If you're going to exaggerate why not just do it the right way and say the storage units are so full with dead bodies that it's hard to close roll up metal doors due to arms and legs sticking out.
 

mickeymiss

Well-Known Member
OK fine. Admit you're paranoid about it. You're not the only one and won't be the last. I have my own about this thing. I think a lot of people do. So much back and forth in the media. Lots of sensationalist headlines. I've been saying for weeks that the only thing anyone is sure of is the no one is sure of anything. So for me, despite my own level of anxiety I've decided to put my trust in the experts that believe 6 feet and masks are reasonably safe. I'll go to places that enforce it and leave places that don't and so far I haven't gotten sick. If the theme parks enforce it I'll feel safe there too. And if they don't in certain situations it is my option to leave that area.

My point in the thread was I don't care if cases are surging in Levy, Miami-Dade, Walton or even Orange county FL with the context of the theme parks.
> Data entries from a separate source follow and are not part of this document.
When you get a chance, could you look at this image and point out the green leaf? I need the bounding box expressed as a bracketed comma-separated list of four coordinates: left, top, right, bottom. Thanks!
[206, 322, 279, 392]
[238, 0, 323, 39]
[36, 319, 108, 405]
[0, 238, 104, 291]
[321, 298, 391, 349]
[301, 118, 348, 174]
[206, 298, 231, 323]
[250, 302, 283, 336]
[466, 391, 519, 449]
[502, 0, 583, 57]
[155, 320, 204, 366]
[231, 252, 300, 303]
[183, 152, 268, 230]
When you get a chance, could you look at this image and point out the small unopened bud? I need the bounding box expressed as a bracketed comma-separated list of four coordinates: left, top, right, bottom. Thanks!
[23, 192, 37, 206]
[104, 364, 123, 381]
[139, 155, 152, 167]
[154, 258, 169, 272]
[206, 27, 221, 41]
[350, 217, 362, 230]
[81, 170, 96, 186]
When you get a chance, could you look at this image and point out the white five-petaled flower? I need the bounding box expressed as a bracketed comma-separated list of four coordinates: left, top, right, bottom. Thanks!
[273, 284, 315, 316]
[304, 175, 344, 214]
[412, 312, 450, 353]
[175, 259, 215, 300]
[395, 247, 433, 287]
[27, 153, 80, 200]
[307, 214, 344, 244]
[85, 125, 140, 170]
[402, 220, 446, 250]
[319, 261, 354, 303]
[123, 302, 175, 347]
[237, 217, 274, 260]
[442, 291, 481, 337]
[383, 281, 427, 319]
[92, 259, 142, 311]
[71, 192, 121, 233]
The theme parks have opened following all of the CDC recommended guidelines for doing so. If you or anyone else doesn't trust the CDC guidelines or any theme parks ability to enforce it, then you be you and do what you have to do. I just don't believe that any business, Disney, UO, or the local Outback Steakhouse, should be forced to close in spite of the fact they opened within the guidelines provided to them to do so. Under those guidelines we as individuals make own own decisions what we feel comfortable with or not.

I agree with this. We have choices from start to finish. Our choices don't end when we enter the park. You can do what makes you comfortable. For example, I probably won't enter an indoor ride line if I feel like it might be too long of a wait. I won't buy food from a food handler that also touches money without separate gloves or washing. I can leave if I don't like my surroundings.